By Paul Goble
The pressures Moscow is now applying to Tatars and other Muslim minorities to learn Russian and assimilate is having an unintended and unwelcome consequence, Damir Iskhakov warns. By cutting these peoples loose from their traditional cultural moorings, Moscow is opening the way for many to become Islamist radicals.
Speaking at recent meeting of the Third Capital Club in the Tatarstan capital reported today on the Russkaya liniya portal, the Kazan historian said that “the assimilation of the Tatars not only linguistically but with the loss of ethnic self-consciousness frequently leads Tatars to become Wahhabis” (ruskline.ru/news_rl/2017/01/21/tatary_i_ideologiya_russkogo_mira/).
As some do not appear to understand, “a health ethnic self-consciousness permits the Tatars to defend against the influence of Wahhabism;” and thus Moscow’s assimilationist policy is having exactly the opposite effect on national unity and stability than the one its authors routinely claim.
The Kazan historian said he grew up in a mixed Russian-Tatar village and thus understands how both Russians and Tatars feel about language and identity. And he argued that if one examines how Russians have organized their relations with the Volga Tatars, one can see how they want to do so with other ethnic communities.
“The Tatars,” Iskhakov said, “are in terms of religion part of Islamic civilization, but at the same time they are also part of Russian civilization, although not completely so.” And he stressed that “Muslims will not be able to cooperate with other peoples” if the latter view them as subordinate. Relations must be based on equality.

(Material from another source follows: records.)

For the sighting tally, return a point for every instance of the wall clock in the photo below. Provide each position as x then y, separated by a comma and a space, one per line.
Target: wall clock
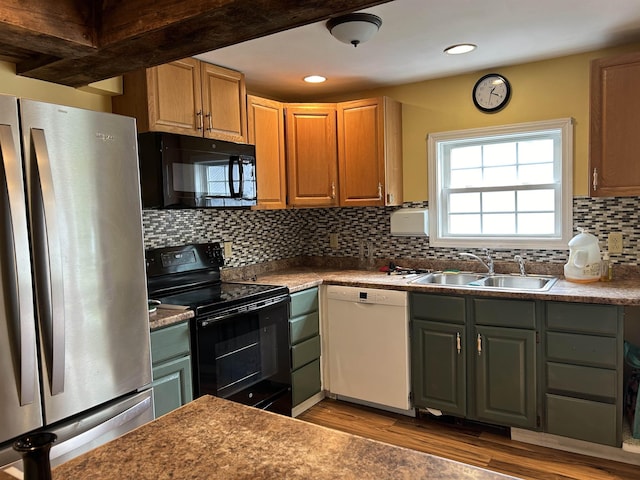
491, 93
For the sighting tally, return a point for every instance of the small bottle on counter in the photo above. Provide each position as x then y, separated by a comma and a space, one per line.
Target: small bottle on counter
606, 268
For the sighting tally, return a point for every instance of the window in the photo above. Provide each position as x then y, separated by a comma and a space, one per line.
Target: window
502, 187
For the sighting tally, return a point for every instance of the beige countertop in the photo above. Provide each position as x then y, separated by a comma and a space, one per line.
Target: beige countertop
211, 438
624, 292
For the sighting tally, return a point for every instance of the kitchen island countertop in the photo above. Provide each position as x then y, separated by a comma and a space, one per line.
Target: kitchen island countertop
212, 438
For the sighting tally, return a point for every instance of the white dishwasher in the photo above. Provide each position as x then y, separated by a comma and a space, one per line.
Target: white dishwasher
368, 346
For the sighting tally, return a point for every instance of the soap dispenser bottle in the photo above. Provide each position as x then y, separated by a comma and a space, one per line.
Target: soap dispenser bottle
606, 268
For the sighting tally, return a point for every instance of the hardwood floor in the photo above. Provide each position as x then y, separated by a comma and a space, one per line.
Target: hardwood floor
467, 443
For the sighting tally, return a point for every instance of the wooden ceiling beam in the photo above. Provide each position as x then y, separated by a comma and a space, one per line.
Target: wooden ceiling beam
127, 35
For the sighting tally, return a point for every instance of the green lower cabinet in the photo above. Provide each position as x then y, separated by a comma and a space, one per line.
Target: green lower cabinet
171, 366
505, 376
439, 376
584, 372
304, 337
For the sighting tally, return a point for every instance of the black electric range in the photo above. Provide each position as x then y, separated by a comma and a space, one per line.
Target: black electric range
240, 332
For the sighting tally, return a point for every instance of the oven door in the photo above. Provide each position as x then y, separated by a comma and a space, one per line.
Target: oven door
244, 357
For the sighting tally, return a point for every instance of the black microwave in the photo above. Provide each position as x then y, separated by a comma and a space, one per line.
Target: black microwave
179, 171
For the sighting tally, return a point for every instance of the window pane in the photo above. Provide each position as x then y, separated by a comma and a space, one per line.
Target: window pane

According to the Kazan historian, “Russians want to see Russia as an ethnic Russian nation state.” As a Tatar nationalist, he continued, he “sees the present policy in the country as an effort to form a civic Russian nation with one state language” as a move toward “the assimilation of the non-Russian peoples.”
In the course of his remarks, Iskhakov, who was a member of the nationalist Tatar Social Center from 1988 to 1882 before breaking with it and becoming a leader of the World Congress of Tatars, recalled that in the early 1990s, there were discussions in Kazan about “dividing Tatarstan into two parts, a Russian and a Tatar,” in order to preserve the Tatar language and avoid angering Russians.

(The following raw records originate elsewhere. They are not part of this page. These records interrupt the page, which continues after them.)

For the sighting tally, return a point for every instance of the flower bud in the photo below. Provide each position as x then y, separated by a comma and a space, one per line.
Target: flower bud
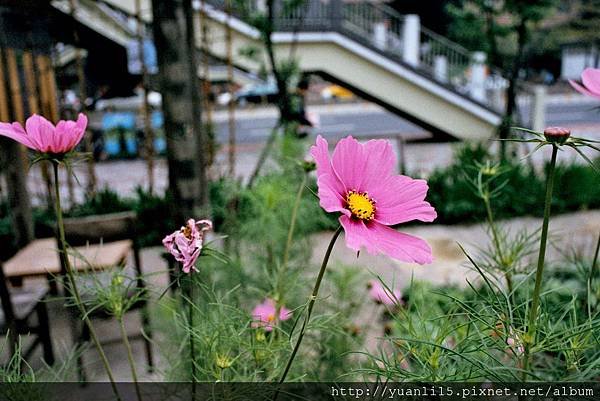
309, 165
558, 135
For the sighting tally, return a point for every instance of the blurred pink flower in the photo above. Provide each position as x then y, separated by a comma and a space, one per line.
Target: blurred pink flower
590, 78
186, 243
382, 295
265, 314
359, 181
41, 135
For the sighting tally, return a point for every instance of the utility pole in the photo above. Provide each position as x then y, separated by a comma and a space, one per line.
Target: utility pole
147, 127
186, 142
230, 83
91, 170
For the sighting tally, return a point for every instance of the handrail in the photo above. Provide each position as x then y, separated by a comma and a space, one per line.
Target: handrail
382, 27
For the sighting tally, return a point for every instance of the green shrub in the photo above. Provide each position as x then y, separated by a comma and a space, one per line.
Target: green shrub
577, 187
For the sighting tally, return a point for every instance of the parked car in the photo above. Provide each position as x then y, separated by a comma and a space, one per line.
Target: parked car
257, 93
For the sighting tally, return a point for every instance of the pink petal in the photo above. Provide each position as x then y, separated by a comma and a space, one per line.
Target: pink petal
349, 162
581, 89
320, 152
401, 199
360, 166
380, 162
42, 132
357, 235
401, 246
9, 131
80, 127
329, 198
284, 313
378, 238
591, 80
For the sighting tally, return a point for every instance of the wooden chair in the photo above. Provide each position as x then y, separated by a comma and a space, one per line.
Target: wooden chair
106, 230
18, 306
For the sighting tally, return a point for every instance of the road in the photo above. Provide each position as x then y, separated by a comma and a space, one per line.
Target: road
254, 125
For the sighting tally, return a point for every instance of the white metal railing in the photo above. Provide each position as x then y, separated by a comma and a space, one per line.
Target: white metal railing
382, 27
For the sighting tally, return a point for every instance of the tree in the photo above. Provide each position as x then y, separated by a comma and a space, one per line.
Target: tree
584, 27
506, 30
174, 35
284, 71
14, 165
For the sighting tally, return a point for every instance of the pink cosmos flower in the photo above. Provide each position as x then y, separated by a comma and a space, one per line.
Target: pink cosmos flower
515, 343
359, 181
382, 295
266, 314
41, 135
186, 243
590, 78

Although something similar was tried in Bashkortostan, these discussions did not lead anywhere in Tatarstan, although Tatars occasionally recall them and view the idea as one like the arrangements in Belgium where the Flemmish and Walloons live in separate cultural and linguistic areas but within a single state.

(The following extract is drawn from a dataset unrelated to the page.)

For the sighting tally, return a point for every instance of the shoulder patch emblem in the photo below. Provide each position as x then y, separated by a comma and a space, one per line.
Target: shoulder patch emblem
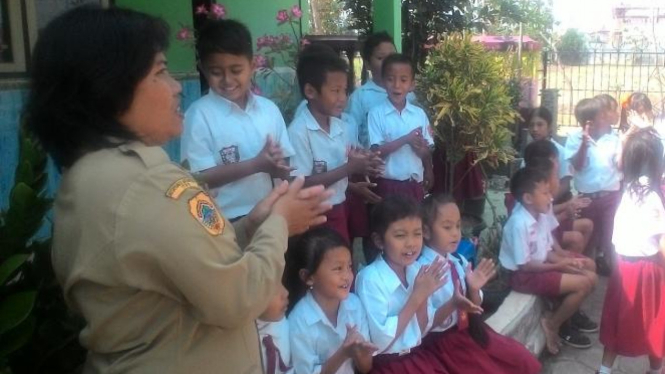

As a result of the failure to move in that direction, Iskhakov said, “today as at the start of the 1990s, the cultural-linguistic space of Tatarstan remains Russian-speaking.” But that does not mean Tatar instruction should be cut back but rather the reverse, so that Russians will be more competitive and so Tatars won’t be radicalized.
At present, however, the trend is going in the other direction, something that means that while “the Tatars are well acquainted with the Russian world, the Russians know much worse the Tatar world” in which they find themselves.